Ela admitiu que Davi conquistou o seu respeito durante a gestão.

A senadora Kátia Abreu (PP-TO) rebateu nesta segunda-feira (1º) as críticas do senador Jorge Kajuru (Cidadania-GO) ao agora ex-presidente do Senado, Davi Alcolumbre. Durante seu discurso como então candidato à presidênica, Kajuru disse que Davi havia traído acordos com os senadores ao não instalar CPIs. Kátia elogiou Alcolumbre por “manter a paz” e viabilizar os trabalhos da Casa.

Se tivéssemos falhado com o país e aberto CPIs, o Congresso iria paralisar. Não teríamos feito nem 10% [do que fizemos]. Temos que mostrar à população que há coisas mais importantes”, disse.

Kátia Abreu questionou ainda a observação de Kajuru de que a imagem do Senado estaria prejudicada aos olhos da população. Para ela, os parlamentares devem almejar a “admiração” do povo, mas precisam agir com responsabilidade.

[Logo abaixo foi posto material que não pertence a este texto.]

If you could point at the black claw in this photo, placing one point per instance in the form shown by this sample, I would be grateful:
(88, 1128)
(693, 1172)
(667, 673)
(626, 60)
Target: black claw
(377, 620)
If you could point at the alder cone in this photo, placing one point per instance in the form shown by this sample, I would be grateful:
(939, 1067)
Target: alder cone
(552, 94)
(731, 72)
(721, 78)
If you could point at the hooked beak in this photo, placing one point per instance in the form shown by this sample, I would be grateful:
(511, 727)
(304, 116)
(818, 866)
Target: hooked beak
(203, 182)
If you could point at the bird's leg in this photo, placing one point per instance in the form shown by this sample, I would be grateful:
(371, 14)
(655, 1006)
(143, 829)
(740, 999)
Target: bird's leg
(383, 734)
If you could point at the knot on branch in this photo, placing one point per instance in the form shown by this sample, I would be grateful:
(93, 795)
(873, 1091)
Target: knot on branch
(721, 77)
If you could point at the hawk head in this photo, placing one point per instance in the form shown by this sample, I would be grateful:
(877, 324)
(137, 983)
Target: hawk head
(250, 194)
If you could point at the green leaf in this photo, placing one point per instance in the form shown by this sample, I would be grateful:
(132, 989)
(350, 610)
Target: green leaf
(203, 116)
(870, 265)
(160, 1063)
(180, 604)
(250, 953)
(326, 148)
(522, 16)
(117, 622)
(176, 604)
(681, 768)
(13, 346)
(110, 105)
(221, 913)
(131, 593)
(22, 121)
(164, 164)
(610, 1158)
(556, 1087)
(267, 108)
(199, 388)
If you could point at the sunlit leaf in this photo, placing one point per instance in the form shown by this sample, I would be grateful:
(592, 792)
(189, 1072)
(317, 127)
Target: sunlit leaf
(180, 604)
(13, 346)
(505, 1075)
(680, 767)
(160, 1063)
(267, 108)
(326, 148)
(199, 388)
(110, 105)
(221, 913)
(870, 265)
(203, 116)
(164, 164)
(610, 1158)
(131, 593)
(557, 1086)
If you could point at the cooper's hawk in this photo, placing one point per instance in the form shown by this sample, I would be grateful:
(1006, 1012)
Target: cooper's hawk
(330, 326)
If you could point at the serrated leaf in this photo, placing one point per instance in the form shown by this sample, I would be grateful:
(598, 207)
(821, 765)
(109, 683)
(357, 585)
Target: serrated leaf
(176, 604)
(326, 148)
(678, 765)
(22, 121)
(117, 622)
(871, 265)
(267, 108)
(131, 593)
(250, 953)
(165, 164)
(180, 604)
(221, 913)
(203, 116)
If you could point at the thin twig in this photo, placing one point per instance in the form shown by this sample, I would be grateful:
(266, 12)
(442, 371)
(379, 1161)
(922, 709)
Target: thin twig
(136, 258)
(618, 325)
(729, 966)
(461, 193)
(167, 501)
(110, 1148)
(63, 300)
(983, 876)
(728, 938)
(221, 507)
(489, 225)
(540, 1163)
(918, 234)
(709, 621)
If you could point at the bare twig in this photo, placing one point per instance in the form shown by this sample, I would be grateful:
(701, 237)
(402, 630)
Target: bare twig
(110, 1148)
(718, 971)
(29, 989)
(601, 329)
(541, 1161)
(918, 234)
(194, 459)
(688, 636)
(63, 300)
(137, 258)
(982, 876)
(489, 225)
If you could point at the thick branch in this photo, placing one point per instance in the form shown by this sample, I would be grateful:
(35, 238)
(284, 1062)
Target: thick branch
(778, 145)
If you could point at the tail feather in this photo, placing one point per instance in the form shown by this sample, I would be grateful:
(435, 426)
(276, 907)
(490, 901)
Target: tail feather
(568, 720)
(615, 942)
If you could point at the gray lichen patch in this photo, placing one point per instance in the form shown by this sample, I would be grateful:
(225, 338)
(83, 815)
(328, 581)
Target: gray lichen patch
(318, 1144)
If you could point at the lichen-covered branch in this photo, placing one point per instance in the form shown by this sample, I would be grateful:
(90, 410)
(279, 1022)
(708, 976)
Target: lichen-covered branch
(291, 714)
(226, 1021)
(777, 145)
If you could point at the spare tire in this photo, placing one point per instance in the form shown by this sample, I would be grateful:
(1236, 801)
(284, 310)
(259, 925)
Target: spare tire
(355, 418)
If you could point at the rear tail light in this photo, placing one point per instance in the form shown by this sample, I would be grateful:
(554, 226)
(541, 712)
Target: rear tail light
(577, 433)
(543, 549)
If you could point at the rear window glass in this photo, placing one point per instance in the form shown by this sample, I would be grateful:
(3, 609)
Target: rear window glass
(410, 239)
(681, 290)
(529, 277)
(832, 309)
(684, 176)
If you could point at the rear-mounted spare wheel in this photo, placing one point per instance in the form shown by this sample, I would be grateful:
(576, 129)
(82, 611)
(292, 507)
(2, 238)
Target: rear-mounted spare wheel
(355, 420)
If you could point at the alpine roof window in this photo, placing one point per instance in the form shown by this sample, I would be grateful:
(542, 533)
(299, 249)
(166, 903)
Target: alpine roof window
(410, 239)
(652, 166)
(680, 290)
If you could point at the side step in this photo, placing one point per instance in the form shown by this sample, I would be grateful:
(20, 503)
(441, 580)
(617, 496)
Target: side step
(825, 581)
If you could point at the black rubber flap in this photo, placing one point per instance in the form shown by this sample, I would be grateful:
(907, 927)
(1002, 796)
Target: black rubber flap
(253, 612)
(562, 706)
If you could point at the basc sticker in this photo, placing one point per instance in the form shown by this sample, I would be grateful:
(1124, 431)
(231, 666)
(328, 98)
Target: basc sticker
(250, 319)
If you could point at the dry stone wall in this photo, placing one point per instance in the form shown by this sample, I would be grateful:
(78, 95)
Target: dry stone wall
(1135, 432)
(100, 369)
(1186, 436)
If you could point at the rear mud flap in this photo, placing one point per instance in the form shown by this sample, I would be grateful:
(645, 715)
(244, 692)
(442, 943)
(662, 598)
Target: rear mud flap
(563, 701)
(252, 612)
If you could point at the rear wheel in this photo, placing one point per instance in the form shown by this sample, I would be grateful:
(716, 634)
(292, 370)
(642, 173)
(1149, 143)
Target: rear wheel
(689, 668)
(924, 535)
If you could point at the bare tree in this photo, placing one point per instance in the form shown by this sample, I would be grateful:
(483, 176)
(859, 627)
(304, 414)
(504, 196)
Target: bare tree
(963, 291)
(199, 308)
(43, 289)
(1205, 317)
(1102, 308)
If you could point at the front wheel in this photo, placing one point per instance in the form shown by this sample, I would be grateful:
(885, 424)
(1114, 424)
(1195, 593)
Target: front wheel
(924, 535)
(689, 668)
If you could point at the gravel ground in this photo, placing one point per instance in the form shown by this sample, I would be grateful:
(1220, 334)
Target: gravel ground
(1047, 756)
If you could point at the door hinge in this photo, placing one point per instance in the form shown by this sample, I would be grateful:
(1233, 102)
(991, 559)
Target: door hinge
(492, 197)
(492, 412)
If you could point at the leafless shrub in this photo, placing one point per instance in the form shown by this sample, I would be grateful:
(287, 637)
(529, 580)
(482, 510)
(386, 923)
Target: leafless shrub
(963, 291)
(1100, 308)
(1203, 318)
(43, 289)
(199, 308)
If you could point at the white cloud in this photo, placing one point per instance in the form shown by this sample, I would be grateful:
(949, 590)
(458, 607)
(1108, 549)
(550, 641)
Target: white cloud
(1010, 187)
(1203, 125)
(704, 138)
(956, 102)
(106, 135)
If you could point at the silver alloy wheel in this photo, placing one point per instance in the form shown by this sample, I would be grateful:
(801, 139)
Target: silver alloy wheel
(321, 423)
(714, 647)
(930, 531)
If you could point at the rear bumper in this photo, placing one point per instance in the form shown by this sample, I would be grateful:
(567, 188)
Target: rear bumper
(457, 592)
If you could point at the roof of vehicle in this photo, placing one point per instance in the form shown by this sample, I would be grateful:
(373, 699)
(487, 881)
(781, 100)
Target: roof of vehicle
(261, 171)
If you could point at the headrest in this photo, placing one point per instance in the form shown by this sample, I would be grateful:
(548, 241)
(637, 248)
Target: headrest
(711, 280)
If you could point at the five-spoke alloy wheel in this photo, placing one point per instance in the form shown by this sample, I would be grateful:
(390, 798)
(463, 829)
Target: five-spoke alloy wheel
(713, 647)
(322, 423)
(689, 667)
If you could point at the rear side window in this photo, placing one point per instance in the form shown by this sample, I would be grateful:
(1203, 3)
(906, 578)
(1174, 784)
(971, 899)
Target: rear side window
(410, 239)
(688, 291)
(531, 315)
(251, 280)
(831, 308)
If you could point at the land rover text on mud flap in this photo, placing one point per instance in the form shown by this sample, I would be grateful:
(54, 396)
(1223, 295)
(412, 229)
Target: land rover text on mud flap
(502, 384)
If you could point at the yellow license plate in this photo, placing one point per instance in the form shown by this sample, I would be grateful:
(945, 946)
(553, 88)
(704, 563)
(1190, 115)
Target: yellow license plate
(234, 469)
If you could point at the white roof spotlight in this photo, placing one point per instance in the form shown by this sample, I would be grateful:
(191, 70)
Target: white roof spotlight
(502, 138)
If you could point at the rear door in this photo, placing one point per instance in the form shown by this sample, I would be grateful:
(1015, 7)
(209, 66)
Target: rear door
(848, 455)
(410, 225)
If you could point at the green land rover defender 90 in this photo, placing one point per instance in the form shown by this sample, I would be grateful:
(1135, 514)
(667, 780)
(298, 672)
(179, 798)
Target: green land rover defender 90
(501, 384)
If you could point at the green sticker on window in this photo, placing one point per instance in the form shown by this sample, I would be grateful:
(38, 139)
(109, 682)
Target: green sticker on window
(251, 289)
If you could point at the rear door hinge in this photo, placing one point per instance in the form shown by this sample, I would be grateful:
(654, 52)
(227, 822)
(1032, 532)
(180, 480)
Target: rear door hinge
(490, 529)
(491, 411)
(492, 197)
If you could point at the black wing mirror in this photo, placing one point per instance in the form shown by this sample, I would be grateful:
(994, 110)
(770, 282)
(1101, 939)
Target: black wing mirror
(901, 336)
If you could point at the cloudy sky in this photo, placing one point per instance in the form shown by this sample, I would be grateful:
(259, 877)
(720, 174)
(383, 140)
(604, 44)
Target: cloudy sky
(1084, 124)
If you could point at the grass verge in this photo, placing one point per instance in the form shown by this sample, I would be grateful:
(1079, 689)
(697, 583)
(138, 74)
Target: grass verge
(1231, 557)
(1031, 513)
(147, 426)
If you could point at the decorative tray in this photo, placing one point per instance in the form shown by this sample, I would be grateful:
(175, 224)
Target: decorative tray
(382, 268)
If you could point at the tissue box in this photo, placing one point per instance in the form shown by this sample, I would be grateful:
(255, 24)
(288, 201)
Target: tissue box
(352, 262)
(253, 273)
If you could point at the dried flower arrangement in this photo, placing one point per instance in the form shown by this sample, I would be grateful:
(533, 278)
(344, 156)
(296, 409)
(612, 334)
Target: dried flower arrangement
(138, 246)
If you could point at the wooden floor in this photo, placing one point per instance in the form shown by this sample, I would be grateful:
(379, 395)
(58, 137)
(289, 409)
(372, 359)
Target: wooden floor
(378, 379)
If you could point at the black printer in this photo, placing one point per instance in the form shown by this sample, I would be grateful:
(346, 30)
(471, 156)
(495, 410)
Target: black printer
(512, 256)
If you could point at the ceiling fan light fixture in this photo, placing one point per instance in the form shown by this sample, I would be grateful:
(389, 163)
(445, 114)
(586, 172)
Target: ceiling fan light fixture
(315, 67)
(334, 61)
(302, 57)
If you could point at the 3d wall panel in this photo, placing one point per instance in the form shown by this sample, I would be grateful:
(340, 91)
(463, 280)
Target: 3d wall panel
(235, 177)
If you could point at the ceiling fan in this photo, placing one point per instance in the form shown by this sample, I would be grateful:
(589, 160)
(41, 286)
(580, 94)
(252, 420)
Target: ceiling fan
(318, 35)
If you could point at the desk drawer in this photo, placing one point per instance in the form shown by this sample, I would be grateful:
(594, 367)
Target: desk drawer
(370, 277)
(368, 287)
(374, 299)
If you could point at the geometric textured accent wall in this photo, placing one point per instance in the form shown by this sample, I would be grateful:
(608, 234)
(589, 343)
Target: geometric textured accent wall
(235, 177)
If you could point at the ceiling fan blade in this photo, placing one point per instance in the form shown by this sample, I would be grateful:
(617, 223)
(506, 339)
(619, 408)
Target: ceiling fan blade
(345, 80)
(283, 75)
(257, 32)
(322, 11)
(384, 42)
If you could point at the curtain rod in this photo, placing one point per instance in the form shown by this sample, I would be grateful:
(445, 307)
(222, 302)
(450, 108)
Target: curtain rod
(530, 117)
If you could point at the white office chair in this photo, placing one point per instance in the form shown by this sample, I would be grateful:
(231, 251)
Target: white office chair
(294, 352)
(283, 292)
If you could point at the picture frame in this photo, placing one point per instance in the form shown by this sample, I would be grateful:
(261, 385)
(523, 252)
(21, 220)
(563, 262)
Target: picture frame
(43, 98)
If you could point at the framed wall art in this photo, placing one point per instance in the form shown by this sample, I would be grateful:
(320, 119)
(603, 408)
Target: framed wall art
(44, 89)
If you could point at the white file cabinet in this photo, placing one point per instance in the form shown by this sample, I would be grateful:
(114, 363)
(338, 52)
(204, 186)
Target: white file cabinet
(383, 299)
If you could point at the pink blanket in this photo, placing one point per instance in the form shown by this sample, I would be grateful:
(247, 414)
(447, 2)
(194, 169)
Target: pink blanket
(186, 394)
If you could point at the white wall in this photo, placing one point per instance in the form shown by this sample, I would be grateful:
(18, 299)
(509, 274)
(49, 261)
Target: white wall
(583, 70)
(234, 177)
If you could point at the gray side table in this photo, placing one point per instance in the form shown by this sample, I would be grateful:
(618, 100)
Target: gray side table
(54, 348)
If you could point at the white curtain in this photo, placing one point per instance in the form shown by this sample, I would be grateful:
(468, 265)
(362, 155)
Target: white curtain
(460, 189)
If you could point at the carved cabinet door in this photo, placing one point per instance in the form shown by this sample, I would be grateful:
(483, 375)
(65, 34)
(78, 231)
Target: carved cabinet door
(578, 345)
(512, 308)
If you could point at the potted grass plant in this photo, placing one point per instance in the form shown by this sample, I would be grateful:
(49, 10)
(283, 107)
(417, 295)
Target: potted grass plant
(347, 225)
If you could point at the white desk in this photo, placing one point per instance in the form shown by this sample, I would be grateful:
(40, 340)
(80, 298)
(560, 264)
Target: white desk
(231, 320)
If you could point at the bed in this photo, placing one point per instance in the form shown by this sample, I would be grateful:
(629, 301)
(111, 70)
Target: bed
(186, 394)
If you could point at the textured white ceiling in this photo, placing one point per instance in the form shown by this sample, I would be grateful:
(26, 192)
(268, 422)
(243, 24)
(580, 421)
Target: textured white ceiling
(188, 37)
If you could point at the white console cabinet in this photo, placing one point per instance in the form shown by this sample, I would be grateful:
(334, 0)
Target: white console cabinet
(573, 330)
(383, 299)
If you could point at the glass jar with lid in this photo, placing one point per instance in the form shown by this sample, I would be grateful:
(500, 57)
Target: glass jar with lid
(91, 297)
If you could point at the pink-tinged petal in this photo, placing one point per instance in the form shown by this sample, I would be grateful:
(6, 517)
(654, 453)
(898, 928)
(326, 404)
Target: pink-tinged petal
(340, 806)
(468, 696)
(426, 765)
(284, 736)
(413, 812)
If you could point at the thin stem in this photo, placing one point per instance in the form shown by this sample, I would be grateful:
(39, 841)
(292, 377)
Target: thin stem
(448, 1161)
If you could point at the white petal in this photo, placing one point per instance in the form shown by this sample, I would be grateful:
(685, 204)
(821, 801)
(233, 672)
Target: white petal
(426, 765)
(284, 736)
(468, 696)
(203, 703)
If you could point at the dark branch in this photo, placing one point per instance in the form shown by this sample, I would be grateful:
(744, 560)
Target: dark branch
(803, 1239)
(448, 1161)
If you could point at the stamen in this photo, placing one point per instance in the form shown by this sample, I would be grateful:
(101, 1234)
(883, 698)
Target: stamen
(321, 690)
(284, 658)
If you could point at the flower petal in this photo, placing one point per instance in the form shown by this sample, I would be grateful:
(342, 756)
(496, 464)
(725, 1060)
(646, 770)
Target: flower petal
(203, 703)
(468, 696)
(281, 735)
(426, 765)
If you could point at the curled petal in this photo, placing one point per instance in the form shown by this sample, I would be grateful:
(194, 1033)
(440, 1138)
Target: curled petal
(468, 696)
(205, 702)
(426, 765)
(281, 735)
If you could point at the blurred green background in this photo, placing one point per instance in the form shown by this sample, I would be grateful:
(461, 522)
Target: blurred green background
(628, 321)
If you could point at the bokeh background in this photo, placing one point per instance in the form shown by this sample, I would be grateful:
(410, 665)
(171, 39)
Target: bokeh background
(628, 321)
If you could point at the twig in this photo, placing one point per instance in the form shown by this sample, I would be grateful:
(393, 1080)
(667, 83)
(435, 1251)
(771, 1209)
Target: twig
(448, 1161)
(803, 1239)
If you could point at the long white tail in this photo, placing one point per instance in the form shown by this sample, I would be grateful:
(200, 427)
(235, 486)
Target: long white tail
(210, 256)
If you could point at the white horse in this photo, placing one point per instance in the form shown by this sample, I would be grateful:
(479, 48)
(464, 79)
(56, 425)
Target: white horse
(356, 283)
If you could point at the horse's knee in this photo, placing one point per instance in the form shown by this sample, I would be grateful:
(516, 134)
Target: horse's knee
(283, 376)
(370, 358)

“Tenho orgulho em fazer parte do Congresso. Se eu achasse que esta Casa me envergonha, eu teria a dignidade de renunciar ao mandato e ir embora. Se estamos com dificuldade na opinião pública, temos que levantar a cabeça e mostrar que temos trabalhado pelo país”, frisou.

A senadora foi à tribuna porque havia sido citada nominalmente por Jorge Kajuru.

PASTA

Ao fim do seu discurso, Kátia Abreu entregou uma pasta de documentos a Davi Alcolumbre, em referência a um episódio protagonizado por ambos na eleição para a presidência em 2019. Na ocasião, Kátia protestou contra o fato de Davi estar presidindo o pleito mesmo sendo candidato. Durante as discussões, ela subiu à Mesa Diretora e tirou a pasta contendo os documentos da sessão das mãos do colega, afirmando que ele estava “maluco”.

Quando tomei aquela atitude, foi um símbolo de protesto, porque eu acreditava o rito processual estava equivocado. Eu não tinha outra coisa a fazer para demonstrar a minha indignação”, afirmou.

Kátia afirmou que “faria tudo de novo” e lembrou que não votou em Davi, mas admitiu que o agora ex-presidente conquistou o seu respeito durante a gestão.

ELEIÇÃO NO SENADO

O senador Rodrigo Pacheco (DEM-MG) foi eleito novo presidente do Senado nesta segunda-feira (1º). Ele comandará o Congresso pelos próximos dois anos, até fevereiro de 2023.

Eleito com 57 votos, 16 a mais que os 41 necessários, Rodrigo Pacheco teve como concorrente a senadora Simone Tebet (MDB-MS), que obteve 21 votos. Os senadores Major Olimpio (PSL-SP), Jorge Kajuru (Cidadania-GO) e Lasier Martins (Podemos-RS) retiraram as candidaturas para apoiar a senadora.